Many of the monkeys escaped into snowy winters and harsh wilderness, or were freed by sympathetic bystanders who realized they were starving, unwittingly dooming many to death from exposure. In the wildest days of bloodletting, with primates running loose, some of the soldiers took to keeping baby monkeys perched on their shoulders as surreal mascots. Only a few of the animals survived in their cages, kept alive by a few stalwart staff members and tenderhearted locals.
"We are still very grateful to all those people who walked up here every day on foot, under shelling, to feed the monkeys," says Zinaida Shevtsova, the 78-year-old chief of the immunology and virology laboratory.
War was replaced by sanctions, as the rest of the former Soviet Union cut off all ties with Abkhazia. Slowly, the monkey institute sank into poverty and oblivion.
"When we were under blockade, scientific ties with other countries were lost," Kubrava says. "People and scientists outside Abkhazia thought we didn't exist anymore. We only recently started being able to send e-mails to people saying that we exist."
But the quest to get the escaped monkeys back never quite died out. On a recent morning, Kubrava's cellphone rings. It's the only phone he has, he mutters. The land lines don't work.
"Where did you see it?" he asks excitedly, rising from his chair and pacing behind his desk. "Right on the side of the road? How far from the place? When was it? OK, we'll see what we can do."
Someone has spotted a stray monkey, he explains as he hangs up. It happens frequently, part of the painstaking process of tracking down the scattered animals and bringing them back into the fold. All these years later, strays still roam the Abkhazian forests.
"After the war, we had reports of monkey sightings every day," he said ruefully. "It was both funny and sad."
Winters in the wild may be harsh and the food scarce, but it's debatable whether "rescue" qualifies as a happy ending for the animals.
Outside, a damp afternoon molders away in the dense forests. In their ramshackle cages, the monkeys chatter and croon to themselves, cower against the stained concrete walls or chew their fingers and stare woefully down toward the sea. Little trace of their breakfast of oranges and grain remains.
When they spot a passerby with a banana in hand, they crowd to the front of the cages and poke their paws beseechingly through the bars.
The air is thick with the stench of monkey feces. Cold rain drips slowly down through the trees. A stiff sea wind stirs the monkeys' fur.
Sprawling enclosures where the animals once roamed are now makeshift dumps clotted with rusted cars and mounds of garbage. There is no money to buy new monkeys, and so the remaining animals have developed diseases from inbreeding.
Shevtsova is still talking about the glory days of her career, four decades ago, when she received monkeys with mysterious maladies from all over the world, when she jetted all the way to San Antonio to present her research. Now her experiments have dried up.

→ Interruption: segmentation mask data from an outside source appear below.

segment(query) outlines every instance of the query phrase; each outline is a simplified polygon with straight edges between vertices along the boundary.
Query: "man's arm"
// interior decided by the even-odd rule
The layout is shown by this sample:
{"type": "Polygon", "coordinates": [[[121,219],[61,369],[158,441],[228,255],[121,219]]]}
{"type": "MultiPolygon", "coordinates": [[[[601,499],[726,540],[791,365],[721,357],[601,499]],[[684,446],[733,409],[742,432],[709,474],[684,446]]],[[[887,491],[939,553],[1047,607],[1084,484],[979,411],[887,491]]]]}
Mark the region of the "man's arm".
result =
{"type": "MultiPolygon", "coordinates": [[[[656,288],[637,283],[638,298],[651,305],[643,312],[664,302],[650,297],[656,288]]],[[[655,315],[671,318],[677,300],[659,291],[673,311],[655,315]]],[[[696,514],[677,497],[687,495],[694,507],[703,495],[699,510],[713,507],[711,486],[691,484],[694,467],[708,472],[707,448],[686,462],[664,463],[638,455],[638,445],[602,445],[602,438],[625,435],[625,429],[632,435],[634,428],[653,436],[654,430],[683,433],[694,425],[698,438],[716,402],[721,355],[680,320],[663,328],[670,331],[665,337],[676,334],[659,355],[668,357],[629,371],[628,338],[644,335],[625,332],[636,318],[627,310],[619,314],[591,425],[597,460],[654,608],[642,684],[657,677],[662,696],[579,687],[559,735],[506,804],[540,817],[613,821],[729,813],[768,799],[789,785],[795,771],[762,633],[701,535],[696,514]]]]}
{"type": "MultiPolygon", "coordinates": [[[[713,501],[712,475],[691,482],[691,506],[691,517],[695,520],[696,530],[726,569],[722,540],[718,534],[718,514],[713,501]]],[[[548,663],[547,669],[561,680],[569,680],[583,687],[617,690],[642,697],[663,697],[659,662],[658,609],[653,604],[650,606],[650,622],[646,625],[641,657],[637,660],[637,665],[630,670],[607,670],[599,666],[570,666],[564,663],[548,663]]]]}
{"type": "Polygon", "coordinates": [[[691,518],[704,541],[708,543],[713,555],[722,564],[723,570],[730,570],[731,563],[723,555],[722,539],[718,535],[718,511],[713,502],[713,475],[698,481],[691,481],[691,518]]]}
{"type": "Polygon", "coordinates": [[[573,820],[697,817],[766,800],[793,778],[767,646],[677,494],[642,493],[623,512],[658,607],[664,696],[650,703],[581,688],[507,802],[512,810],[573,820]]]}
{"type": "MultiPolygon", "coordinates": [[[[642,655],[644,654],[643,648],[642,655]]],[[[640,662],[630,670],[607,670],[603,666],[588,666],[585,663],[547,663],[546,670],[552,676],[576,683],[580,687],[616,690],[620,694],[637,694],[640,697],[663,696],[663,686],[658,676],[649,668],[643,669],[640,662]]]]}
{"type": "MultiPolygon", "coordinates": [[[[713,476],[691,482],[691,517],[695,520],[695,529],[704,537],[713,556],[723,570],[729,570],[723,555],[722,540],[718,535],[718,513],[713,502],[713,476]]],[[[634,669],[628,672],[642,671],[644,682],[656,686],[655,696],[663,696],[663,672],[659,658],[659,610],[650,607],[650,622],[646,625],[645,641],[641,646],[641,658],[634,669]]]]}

"They keep promising to bring us new monkeys," she says with a sigh. "Maybe when it gets warmer . . . "
For now she rattles around a deserted laboratory, the air filters dangling from the ceiling, the clock on the wall stopped. She pauses between an ancient centrifuge and the boxes where she keeps aging samples of viruses.
"This is a biohazard," she says cheerfully. And then, without irony, "Can I offer you some coffee?"
These days, the researchers are reduced to studying the effects of post-traumatic stress on the war-haunted monkeys.
The animals give them plenty of material.
"They are depressed," Kubrava says. "Now they are calming down, little by little. Right after the war they were scared of people, they were inactive and the birthrate was very low."
The institute recently managed to repair some cages, buy medicine and improve the feed after collecting $40,000 through tourism. Two years ago, it added heated compartments in the back of the cages.
In another sign of what the staff insists is slowly improving health, a 29-year-old monkey recently stunned everybody by giving birth years beyond the usual fertility range.
"You know," Kubrava muses, "you can't stop science."